For each virophage, the major capsid protein, minor capsid protein, DNA-packaging ATPase, and cysteine protease were aligned against the predicted eukaryotic proteomes using BLASTP. Experience showed that computational annotation of eukaryotic genomes can be inefficient in predicting genes of viral origin, because they have become pseudogenes, often resulting in truncation or in-frame stop codons and/or because they can have very distinct GC content relative to the host genome and no introns. Therefore, we also aligned the virophage markers against the translated products of ORFs (>90 codons) lying between predicted genes. Based on prior analysis of the distribution of BLASTP scores against the nonredundant (NR) database, we applied family-specific score thresholds to avoid false detection of remote homologs that are of cellular origin or nonhomologs with similar low-complexity sequences. The score threshold was set as the minimal BLASTP score between any two virophage proteins in the family. Scores obtained between any virophage proteins and cellular homologs were always lower. These score thresholds were 44.7 for proteases, 46.6 for ATPases, 41.2 for mCPs, and 45.1 for MCPs.

The genome assembly of B. natans CCMP2755 exhibited homologs for each of the four marker proteins with BLASTP E value >1E-5, except proteases, for which we used an E-value threshold of 1E-3, because this protein is less conserved among virophages. To identify additional candidate viral-like protein genes in B. natans, we performed a BLAST-score plot analysis previously described in Maumus et al. (19). Briefly, the full complement of B. natans predicted proteins together with intergenic ORFs was used to probe the National Center for Biotechnology Information database using BLASTP (E value < 1E-5). For each protein query, the alignment scores with the best cellular hit and the best virophage or NCLDV hit were recorded. When no cellular hit was recorded whereas a viral hit was obtained, the cellular score was set to zero. BLAST scores were then normalized by the score of the alignment of the query sequence against itself (i.e., self-score), resulting in relative scores expressed in percent of self-score. Nonviral hit scores are plotted against viral hit scores in Fig. 1.

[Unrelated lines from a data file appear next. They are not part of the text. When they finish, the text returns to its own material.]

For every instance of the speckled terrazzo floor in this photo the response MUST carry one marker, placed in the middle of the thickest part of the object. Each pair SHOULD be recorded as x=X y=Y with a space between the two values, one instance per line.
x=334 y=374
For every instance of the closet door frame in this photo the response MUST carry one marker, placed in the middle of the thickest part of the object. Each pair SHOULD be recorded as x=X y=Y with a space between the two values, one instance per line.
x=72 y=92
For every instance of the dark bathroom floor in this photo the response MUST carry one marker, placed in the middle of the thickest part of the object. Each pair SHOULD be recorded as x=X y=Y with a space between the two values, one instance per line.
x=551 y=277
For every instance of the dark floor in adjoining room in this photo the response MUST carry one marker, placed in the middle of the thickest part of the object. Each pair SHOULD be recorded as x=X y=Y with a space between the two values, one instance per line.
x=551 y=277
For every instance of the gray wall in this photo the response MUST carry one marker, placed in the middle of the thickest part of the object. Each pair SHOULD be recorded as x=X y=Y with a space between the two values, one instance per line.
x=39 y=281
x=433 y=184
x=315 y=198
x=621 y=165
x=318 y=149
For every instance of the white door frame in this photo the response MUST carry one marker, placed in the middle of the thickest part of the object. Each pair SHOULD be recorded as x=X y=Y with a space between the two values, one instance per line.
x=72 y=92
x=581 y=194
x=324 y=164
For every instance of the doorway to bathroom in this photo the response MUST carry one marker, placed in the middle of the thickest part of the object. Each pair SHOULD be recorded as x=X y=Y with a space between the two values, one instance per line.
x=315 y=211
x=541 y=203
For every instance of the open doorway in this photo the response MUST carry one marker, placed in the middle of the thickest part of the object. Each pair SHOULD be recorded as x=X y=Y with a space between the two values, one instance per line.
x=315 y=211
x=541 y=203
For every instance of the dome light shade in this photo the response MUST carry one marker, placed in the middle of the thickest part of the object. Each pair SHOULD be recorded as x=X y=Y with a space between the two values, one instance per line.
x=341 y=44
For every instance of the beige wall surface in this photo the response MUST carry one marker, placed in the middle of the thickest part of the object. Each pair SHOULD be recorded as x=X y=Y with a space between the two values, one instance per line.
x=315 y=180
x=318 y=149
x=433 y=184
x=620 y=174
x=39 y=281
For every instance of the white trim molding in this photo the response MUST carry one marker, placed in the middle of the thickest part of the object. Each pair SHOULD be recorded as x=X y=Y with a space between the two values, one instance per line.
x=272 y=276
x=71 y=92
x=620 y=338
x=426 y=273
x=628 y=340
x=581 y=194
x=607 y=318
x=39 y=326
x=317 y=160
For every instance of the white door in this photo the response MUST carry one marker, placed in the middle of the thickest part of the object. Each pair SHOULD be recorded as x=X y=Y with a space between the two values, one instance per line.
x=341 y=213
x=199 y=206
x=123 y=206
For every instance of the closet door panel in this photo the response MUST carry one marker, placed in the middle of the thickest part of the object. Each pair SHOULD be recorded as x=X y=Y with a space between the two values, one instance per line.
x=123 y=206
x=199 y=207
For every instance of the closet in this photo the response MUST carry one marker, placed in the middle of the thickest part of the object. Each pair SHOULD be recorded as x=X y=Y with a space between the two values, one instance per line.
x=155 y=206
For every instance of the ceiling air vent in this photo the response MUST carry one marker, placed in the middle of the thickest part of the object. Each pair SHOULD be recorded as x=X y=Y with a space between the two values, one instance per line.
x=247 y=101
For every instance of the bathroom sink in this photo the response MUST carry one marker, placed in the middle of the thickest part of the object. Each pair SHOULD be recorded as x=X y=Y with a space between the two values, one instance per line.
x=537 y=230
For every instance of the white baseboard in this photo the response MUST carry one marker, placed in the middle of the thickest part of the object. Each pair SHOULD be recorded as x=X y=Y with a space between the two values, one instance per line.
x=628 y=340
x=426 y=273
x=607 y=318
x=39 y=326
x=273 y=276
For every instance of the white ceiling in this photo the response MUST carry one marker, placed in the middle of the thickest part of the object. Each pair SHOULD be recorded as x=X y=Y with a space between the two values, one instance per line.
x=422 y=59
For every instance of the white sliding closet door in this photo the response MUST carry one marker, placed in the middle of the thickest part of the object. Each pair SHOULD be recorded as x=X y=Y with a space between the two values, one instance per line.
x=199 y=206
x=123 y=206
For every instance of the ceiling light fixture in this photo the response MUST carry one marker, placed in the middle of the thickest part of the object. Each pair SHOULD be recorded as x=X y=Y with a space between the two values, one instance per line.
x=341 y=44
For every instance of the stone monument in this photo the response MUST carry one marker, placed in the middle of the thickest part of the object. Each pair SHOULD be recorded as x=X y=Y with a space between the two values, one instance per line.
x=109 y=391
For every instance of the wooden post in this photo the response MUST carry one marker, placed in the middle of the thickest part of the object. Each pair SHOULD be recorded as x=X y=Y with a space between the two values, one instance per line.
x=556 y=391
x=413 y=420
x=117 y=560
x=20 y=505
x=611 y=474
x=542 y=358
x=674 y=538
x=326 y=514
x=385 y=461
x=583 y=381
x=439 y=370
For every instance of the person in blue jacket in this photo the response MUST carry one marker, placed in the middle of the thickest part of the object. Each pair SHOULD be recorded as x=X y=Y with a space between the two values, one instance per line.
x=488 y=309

Identification and Delineation of Individual VLEs.

The physical location of the virophage-like protein genes identified by BLASTP revealed that they tend to cluster in specific loci in the genome assembly, unveiling large regions of possible virophage origin. Six of these regions were bordered by long inverted repeats on each side, which coincide with sharp changes in GC content (e.g., Fig. 2). We made the assumption that the long inverted repeats mark the beginning and the end of VLEs. We extracted the nucleotide sequences of these putative complete VLEs from the genome assembly and used BLASTN to align the VLEs back to the genome assembly to identify additional truncated VLEs. Adjacent BLASTN matches that had an E value <1E-25 and a minimal length of 100 pb were assembled to identify a total of 38 VLEs up to 33.3 kb in length. Every candidate VLE was checked and validated manually.

Phylogenetic Analysis.

Construction of adequate homologous protein sets for phylogenetic analysis was performed using the BLAST-EXPLORER website (32). Homologous proteins were aligned using MUSCLE (33), and amino acid positions in multiple alignments containing >30% gaps were removed. We used this criterion for alignment cleaning to keep coherence with the pioneering study of Yutin et al. (12), which produced a comprehensive phylogenetic study of virophage genes. Maximum-likelihood (ML) phylogenetic reconstruction was performed using the PhyML program (34). Before phylogenetic reconstruction, the best-fitting substitution model for each sequence dataset was determined using the ProtTest program (35). Sequences, alignments, ProtTest outputs, and phylogenetic trees are available in Dataset S7.

RNA-Seq Analysis.

To analyze the transcriptional activity of the B. natans genome, we downloaded an RNA-seq dataset (ID MMETSP0045) from the CAMERA database (36). This dataset contained 61.6 million Illumina paired reads generated from polyadenylated RNA extracted from B. natans CCMP2755 cells grown in f/2-Si media for a month under a 12-h:12-h light:dark cycle at room temperature (20). Reads were aligned onto the reference genome sequence using Bowtie 2 (37) with default parameters. Due to the high nucleotide similarity between VLEs, 63% of the reads that mapped onto a VLE also had valid alignments in at least another VLE. For these cases the origin of the read is ambiguous, and we only picked one of the alignments at random for read-count purposes. In addition, we downloaded assembled RNA-seq datasets (contigs) of other Bigelowiella isolates publicly available in the CAMERA database: MMETSP1052 (B. natans CCMP623), MMETSP1054 (B. natans CCMP1259), MMETSP1055 (B. natans CCMP1258.1), MMETSP1358 (B. natans CCMP1242), and MMETSP1359 (Bigelowiella longifila CCMP242). These datasets were generated as part of the Marine Microbial Eukaryote Transcriptome Sequencing Project (21). Homologs of virophage-like encoded proteins were searched in the transcribed sequences using TBLASTN.

Supplementary Material

Supplementary File
pnas.1506469112.sd01.xlsx (52.8KB, xlsx)
Supplementary File
Supplementary File
pnas.1506469112.sd03.xlsx (12.9KB, xlsx)
Supplementary File
pnas.1506469112.sd04.xlsx (14.4KB, xlsx)
Supplementary File
Supplementary File
Supplementary File
pnas.1506469112.sd07.gz (532.6KB, gz)

Acknowledgments

We thank Yongjie Wang for providing the YSLV and ALM sequences ahead of publication. We thank Jean Michel Claverie and Deborah Byrne for critical reading of the manuscript. The Information Génomique et Structurale laboratory is partially supported by the CNRS and Aix-Marseille University. We acknowledge the use of the Paca-Bioinfo platform, supported by Infrastructures en Biologie Santé et Agronomie and France-Génomique (ANR-10-INBS-0009).

Footnotes

The authors declare no conflict of interest.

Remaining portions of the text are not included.